Secondo la legge, in linea di principio, l’abitazione coniugale viene solitamente assegnata al genitore collocatario, ovverosia a quello con cui la prole minorenne (o maggiorenne ma non economicamente autosufficiente) continua a risiedere in via prevalente.

Quando, invece, non vi sono figli, l'abitazione dev'essere lasciata al proprietario, con il conseguente obbligo dell'altro di abbandonarla; viceversa, qualora la casa sia in comproprietà tra le parti, non sussistendo alcun criterio per privilegiare l'uno o l'altro, il giudice - salvo diverso accordo - può anche ordinare la divisione giudiziale dell'immobile.

Nel caso in cui, però, il marito o la moglie siano affetti da disabilità, cosa succede?

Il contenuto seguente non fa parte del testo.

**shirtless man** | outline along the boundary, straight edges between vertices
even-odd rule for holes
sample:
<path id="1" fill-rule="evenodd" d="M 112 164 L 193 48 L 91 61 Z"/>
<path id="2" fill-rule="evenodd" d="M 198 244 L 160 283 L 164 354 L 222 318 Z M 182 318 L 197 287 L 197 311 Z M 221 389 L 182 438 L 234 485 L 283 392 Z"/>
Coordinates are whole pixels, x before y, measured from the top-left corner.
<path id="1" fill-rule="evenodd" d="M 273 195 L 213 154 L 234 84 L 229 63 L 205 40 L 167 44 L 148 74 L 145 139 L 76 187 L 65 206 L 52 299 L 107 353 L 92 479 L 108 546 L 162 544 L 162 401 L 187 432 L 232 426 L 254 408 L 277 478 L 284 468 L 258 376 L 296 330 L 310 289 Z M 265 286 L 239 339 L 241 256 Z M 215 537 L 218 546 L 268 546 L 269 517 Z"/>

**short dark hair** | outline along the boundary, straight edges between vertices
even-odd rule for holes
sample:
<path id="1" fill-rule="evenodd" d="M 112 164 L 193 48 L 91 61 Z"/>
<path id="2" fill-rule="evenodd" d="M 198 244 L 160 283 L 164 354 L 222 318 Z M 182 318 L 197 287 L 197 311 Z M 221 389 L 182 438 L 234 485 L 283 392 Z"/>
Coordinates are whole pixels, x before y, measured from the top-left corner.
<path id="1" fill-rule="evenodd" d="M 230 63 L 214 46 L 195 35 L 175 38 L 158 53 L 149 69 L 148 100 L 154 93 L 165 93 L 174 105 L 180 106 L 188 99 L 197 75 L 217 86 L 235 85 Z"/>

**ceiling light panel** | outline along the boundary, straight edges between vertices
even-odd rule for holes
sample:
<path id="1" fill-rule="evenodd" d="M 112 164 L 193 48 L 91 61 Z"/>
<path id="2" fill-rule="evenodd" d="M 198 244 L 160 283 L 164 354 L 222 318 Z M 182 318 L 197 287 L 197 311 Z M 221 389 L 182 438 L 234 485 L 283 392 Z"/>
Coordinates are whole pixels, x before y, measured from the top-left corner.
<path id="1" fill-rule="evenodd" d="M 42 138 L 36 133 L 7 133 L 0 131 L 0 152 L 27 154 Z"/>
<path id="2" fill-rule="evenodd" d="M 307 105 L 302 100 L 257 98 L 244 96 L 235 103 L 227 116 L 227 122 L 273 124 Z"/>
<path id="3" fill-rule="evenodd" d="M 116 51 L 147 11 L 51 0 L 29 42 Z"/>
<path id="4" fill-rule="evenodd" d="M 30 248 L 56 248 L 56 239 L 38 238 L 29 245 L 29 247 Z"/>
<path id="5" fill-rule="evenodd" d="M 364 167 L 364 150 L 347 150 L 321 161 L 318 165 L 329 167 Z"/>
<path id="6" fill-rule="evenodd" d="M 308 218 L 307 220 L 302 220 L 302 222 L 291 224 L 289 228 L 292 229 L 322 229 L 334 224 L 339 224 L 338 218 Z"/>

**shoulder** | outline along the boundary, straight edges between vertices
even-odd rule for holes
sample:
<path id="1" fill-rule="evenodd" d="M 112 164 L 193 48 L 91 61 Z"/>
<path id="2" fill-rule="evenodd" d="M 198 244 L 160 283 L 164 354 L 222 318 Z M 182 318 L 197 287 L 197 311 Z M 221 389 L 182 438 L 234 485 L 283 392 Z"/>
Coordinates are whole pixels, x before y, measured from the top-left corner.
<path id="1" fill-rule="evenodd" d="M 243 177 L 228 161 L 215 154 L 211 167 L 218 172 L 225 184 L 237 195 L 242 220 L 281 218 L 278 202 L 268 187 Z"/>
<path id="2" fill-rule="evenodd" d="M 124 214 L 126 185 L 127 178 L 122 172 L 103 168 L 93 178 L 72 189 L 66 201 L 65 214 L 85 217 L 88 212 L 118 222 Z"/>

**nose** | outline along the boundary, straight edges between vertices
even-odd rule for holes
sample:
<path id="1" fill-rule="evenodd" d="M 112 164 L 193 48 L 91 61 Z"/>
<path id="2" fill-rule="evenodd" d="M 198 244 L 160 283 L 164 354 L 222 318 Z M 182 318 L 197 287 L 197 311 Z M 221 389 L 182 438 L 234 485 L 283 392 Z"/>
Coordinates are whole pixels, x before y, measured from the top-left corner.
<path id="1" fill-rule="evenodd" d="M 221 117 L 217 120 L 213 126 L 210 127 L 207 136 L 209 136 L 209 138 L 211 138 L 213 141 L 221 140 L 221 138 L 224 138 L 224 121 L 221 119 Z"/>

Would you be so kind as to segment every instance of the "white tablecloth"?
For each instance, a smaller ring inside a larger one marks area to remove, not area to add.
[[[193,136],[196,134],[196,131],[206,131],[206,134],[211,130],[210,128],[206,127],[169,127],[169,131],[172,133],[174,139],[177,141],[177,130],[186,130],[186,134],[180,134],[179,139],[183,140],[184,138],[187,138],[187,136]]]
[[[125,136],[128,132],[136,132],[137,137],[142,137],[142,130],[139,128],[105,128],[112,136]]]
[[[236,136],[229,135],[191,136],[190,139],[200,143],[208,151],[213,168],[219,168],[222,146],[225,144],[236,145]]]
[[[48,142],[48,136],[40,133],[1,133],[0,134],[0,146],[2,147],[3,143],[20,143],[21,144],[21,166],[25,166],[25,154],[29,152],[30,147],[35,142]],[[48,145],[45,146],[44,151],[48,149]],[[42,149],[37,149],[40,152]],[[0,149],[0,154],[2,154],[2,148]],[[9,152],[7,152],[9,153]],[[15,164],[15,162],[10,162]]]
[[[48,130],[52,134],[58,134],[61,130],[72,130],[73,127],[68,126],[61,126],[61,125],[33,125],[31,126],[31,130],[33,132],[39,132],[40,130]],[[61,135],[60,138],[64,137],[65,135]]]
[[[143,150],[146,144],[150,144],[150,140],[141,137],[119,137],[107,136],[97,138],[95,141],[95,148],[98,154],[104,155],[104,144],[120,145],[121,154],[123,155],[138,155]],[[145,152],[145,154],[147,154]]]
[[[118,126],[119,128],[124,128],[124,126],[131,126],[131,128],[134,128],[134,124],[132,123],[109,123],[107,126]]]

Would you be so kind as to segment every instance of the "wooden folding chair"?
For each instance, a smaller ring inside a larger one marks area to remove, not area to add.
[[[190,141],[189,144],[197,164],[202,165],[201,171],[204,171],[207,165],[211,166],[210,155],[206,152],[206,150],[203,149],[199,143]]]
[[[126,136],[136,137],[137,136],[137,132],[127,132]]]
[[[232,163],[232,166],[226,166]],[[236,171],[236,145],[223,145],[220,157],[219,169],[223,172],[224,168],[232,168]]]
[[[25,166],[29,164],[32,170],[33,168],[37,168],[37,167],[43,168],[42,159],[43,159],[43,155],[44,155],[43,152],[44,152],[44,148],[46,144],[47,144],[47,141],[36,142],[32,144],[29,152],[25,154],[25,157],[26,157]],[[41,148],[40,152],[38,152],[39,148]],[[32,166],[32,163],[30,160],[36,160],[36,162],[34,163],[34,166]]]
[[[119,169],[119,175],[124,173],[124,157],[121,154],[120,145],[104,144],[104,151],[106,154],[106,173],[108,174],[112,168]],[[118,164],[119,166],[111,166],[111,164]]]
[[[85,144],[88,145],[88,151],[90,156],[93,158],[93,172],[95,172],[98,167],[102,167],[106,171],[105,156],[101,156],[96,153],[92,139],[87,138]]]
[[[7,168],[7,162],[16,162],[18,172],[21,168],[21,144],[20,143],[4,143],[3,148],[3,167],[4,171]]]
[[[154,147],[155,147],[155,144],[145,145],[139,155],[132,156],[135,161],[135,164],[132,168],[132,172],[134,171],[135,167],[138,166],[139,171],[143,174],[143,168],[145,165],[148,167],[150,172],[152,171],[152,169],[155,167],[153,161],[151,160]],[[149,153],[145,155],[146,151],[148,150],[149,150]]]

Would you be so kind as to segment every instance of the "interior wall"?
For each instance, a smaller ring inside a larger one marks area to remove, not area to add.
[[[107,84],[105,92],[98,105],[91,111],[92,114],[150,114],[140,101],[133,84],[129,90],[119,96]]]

Il caso in esame risponde proprio a quest'ultima domanda: trattavasi, invero, della separazione di una coppia, con un figlio maggiorenne ed economicamente autosufficiente, ove il marito, assistito dalla sottoscritta, era affetto da invalidità (grave cecità).

Il Tribunale di Gorizia, sulla scia di quanto statuito dalla Corte d'Appello di Vevenzia con sent. n. 25/2013, ha infatti avvallato le condizioni congiunte che i coniugi, dopo lunghe trattative, concordavano: l'abitazione familiare - di proprietà della moglie - è stata assegnata al marito, e ciò al fine di tutelare l’interesse concreto e attuale del coniuge invalido di non vedere totalmente stravolta la propria esistenza.

La sentenza quindi è degna di nota in quanto il Tribunale, in deroga ai principi generali, ha considerato il diritto alla salute del marito alla stregua di quello che, in presenza di figli minori, consente a quest'ultimi di rimanere all'interno della casa familiare con il genitore collocatario: il trasferimento presso altra e diversa abitazione, infatti, avrebbe comportato grossi problemi di gestione, anche e soprattutto circa la difficoltà derivante dal mero addattamento alla nuova sistemazione.